Developing, planning and delivering future power grids will be vital, and AI can again really help with this. Planning can be radically improved by using AI to provide much faster and more efficient models, high-fidelity scenarios, and stochastic optimisation schemes for large-scale integrated energy systems.
Recently, the UK’s first smart substation was installed in Maidstone, Kent, as part of UK Power Networks’ Constellation trial. This is an initiative designed to enhance the capabilities of existing power infrastructure and accelerate the transition to Net Zero carbon emissions.
The substation has been equipped with advanced computing technology and communication systems that enable dynamic interaction with other sites, so by analysing power flows in real-time it’s possible to redirect energy where it’s needed.
The trial aims to optimise the electricity network and provide additional capacity for distributed energy generators and at its heart is AI and machine learning, allowing the network to operate more efficiently and safely. Potentially, these technologies could release up to 50% more capacity on to the grid making it easier for renewable energy sources to connect and contribute.
“This is a groundbreaking innovation for our network and the first of a series of smart substations. Enhancing the service provided to our energy-generating customers and making our network more resilient will prepare us for a decarbonised future,” said Luca Grella, Head of Innovation at UK Power Networks
The Constellation trial includes plans for five additional smart substations across the South East of England and if it proves successful could dynamically manage power settings, unlocking further capacity and supporting the integration of renewable energy at scale.
Open source
Given that the challenges of modernising the power infrastructure are immense how do we go about unlocking the potential of AI?
In a report from LF Energy it was suggested that with AI emerging as a key enabler for optimising energy systems open source innovation would be essential to accelerate AI adoption in the energy industry if it was to deliver on its promises.
While AI holds great promise and potential to help transform power systems and optimise their operation the report said that a different collaboration model was going to be necessary pointing to how open source was successfully being used and deployed in other sectors.
To deliver a more efficient and dynamic power network vendors will need to work with utilities and system operators as well as research laboratories and academia to develop the AI solutions that will be needed. They will need access to data and operational power system expertise from utilities and system operators, and open source is a far more effective way of structuring and scaling up this kind of digital collaboration.

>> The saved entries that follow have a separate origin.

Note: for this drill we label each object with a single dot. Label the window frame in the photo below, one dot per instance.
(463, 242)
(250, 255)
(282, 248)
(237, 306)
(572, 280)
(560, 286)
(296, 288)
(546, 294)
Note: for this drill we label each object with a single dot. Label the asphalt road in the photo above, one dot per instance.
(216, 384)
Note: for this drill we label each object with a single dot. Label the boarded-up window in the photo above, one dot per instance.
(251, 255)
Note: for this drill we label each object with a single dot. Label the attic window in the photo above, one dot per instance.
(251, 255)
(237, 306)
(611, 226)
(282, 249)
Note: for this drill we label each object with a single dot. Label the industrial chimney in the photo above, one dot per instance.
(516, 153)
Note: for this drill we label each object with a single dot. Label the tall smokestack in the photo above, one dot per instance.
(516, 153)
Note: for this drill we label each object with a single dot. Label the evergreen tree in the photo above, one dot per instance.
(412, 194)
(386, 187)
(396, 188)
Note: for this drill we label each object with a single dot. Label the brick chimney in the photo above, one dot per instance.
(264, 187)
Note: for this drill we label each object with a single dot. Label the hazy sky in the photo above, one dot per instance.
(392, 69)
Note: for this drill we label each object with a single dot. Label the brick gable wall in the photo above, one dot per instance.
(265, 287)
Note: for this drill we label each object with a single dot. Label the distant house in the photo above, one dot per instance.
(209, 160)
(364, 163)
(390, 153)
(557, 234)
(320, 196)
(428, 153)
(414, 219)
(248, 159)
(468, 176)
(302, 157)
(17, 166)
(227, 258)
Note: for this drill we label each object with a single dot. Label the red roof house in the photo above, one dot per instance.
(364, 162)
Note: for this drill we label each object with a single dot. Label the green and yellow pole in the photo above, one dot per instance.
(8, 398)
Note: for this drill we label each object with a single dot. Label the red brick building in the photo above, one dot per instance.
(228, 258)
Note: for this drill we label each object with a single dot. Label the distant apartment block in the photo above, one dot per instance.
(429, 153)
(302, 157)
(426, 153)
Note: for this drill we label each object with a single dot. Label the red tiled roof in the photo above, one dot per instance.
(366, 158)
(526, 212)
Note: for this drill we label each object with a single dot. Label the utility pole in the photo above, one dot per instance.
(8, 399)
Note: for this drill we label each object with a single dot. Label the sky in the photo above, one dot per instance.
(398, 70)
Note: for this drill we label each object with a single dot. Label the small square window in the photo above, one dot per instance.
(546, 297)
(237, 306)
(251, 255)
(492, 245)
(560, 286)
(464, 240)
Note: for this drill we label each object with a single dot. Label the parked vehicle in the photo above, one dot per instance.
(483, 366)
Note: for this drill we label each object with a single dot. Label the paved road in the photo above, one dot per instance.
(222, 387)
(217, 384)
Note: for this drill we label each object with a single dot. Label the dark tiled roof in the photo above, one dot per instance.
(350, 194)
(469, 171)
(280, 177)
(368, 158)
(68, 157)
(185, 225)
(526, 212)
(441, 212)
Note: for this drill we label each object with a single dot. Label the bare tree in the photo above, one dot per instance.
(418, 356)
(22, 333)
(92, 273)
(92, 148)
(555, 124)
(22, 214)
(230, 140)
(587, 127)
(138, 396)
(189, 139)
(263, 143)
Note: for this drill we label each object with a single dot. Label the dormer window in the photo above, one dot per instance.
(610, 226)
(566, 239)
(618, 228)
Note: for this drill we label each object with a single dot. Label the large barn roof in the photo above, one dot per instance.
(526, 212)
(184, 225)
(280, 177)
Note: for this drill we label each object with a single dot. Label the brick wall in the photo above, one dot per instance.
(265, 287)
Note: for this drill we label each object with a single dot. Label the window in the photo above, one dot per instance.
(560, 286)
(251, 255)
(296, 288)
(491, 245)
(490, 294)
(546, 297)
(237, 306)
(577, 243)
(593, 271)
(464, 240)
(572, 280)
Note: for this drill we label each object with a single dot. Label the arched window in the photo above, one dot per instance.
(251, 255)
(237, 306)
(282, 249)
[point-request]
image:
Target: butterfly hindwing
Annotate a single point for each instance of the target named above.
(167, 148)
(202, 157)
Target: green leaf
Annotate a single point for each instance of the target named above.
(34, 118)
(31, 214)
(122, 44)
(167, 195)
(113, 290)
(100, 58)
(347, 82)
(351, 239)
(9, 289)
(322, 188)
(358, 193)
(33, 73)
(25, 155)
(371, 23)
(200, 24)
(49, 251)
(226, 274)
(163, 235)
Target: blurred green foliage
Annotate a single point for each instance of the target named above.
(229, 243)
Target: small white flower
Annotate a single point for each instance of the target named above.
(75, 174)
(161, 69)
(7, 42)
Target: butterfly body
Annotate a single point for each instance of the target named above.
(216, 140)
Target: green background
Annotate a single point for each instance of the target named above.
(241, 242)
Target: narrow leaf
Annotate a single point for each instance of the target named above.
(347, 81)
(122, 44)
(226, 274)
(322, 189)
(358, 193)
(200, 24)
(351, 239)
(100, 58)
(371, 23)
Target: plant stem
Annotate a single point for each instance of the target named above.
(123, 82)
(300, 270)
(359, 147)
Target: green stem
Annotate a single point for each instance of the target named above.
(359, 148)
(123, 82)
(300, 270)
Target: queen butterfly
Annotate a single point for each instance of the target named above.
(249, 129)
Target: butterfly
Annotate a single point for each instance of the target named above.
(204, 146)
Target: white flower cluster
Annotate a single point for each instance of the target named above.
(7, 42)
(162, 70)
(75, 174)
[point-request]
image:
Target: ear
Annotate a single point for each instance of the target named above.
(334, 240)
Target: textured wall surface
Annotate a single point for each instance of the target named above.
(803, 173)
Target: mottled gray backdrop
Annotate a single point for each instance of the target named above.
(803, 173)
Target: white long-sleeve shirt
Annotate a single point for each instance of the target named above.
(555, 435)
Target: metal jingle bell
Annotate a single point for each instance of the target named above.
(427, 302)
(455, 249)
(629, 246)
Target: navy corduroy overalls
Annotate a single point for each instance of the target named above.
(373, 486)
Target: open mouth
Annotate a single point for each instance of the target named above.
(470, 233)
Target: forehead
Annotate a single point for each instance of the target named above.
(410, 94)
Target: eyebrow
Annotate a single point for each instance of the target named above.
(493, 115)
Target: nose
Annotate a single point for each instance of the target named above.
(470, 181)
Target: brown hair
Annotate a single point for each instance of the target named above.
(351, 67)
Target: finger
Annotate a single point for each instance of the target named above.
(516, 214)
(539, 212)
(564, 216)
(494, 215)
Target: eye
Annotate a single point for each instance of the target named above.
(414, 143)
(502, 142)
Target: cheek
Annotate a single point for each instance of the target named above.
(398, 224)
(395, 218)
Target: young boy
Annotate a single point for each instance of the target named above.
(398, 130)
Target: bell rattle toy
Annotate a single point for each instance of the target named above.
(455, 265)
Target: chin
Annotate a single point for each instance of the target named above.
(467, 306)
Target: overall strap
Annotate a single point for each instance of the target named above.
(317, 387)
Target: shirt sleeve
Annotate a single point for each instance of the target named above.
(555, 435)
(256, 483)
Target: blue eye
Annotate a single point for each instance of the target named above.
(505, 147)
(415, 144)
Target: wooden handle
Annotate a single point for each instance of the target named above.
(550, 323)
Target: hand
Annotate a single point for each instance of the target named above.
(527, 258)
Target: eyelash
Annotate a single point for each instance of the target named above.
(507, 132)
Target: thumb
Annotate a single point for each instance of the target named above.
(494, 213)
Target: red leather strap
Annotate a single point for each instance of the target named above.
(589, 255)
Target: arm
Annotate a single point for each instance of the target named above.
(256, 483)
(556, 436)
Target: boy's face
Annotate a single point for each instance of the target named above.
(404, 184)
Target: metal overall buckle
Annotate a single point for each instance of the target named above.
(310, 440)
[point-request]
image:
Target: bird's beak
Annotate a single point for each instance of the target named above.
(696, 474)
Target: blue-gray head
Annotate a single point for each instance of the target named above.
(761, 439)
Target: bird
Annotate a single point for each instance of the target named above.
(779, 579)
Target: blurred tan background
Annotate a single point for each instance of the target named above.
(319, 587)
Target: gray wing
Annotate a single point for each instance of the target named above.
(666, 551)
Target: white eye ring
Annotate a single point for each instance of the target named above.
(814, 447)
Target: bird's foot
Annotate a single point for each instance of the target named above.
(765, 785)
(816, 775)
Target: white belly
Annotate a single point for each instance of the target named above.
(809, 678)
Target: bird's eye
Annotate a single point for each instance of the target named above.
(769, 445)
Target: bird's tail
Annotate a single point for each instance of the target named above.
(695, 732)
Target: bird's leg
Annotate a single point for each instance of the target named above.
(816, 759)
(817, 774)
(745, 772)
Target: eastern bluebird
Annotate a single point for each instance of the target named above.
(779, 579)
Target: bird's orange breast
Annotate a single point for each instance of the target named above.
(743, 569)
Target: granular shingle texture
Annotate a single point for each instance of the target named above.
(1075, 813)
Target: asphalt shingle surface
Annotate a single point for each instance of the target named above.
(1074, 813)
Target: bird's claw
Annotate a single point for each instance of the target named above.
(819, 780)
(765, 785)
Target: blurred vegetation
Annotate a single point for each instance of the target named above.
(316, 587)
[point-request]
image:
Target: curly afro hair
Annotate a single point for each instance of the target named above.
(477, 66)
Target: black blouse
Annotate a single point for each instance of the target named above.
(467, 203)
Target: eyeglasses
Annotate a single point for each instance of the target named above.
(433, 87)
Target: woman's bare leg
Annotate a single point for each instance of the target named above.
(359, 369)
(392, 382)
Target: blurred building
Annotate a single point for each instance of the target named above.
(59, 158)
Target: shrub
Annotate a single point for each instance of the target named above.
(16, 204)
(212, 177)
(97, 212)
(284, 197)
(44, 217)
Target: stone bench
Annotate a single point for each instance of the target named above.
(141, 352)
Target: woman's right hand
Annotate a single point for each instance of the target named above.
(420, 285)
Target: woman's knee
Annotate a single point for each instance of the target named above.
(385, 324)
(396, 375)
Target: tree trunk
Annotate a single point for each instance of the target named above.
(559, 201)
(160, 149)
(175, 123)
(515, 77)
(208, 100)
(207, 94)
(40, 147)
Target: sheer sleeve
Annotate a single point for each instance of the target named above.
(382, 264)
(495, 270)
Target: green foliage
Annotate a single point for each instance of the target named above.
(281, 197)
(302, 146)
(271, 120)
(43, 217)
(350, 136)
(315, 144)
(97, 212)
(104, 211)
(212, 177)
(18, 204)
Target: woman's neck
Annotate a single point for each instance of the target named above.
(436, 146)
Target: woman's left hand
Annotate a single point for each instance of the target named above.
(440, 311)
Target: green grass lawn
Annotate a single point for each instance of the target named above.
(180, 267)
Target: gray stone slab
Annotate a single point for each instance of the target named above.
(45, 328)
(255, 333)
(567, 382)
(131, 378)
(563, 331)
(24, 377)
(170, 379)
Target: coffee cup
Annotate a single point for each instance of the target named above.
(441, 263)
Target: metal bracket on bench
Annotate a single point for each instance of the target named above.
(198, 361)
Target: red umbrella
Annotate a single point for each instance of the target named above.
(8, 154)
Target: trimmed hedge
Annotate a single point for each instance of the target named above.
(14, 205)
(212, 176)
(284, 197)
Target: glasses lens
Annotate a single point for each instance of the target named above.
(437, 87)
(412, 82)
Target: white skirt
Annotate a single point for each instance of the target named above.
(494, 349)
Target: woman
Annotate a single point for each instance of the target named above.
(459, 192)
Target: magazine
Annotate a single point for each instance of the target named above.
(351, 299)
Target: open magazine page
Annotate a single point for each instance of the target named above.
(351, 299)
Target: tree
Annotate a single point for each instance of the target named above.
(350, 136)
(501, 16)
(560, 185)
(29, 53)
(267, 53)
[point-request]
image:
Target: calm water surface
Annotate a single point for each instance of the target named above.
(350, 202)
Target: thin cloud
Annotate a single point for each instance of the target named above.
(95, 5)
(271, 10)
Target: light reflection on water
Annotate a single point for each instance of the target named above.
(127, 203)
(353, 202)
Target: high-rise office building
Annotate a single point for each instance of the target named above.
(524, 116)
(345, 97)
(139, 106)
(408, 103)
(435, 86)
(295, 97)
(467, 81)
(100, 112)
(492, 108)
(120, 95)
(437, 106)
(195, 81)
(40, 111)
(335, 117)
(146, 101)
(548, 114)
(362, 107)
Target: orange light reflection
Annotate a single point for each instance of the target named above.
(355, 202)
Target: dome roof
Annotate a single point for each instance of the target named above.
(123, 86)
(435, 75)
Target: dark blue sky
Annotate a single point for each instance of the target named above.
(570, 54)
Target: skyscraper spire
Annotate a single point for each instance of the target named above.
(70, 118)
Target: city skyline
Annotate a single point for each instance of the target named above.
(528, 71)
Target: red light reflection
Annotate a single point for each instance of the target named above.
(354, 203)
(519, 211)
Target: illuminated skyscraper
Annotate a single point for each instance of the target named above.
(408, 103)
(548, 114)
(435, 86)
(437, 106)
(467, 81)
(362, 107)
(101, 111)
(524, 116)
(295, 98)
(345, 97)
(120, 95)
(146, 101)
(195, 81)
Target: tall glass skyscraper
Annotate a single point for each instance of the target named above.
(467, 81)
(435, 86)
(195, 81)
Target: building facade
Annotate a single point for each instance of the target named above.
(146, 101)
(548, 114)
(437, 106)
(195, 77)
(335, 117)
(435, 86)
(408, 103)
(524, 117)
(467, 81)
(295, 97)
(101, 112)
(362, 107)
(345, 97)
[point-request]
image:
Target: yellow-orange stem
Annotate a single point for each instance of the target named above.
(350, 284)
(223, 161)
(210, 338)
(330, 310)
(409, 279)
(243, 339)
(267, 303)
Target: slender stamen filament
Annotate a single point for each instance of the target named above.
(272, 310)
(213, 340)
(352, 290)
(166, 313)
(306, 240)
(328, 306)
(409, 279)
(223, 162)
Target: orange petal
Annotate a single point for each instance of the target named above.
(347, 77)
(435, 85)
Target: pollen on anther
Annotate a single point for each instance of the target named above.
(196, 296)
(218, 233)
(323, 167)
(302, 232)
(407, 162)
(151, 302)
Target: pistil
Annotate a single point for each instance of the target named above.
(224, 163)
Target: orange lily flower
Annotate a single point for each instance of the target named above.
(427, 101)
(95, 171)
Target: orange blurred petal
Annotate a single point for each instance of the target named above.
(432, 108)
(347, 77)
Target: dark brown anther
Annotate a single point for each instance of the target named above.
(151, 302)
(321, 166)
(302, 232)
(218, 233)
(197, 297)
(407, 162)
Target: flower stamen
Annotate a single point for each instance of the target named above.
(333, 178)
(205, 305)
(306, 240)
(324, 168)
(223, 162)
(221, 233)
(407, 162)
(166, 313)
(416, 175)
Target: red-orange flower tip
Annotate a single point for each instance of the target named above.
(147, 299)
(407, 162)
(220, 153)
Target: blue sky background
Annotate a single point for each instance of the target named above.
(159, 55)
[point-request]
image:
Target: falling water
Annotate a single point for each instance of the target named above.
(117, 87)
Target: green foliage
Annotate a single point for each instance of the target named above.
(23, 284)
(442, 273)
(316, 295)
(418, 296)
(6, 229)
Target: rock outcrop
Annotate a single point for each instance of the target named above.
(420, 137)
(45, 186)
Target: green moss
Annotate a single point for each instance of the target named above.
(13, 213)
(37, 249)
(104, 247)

The report said that critical applications of AI in power systems will require transparent, secure, and auditable models, which utilities and operators will most likely run and control themselves, with most of the data remaining behind firewalls to comply with privacy and critical infrastructure protection (CIP) laws and regulations.
Energy LF argues that open source fosters transparency, security, and trust, and will help to streamline meeting these requirements and those of AI regulations. Likewise, open source tools and community specifications can drive forward standardisation, interoperability and data exchange at a much faster pace, which will be instrumental in enabling and deploying AI.
In conclusion, while AI is among the biggest drivers of increased energy demand it has a critical role to play in modernising and delivering the power infrastructure that’s needed.
But as LF Energy said it’s not just the technology that will play a critical role. The energy industry will need to apply best practices from other sectors and leverage open source strategically, if it is to deliver on the promises and potential of AI in terms of speed and scale.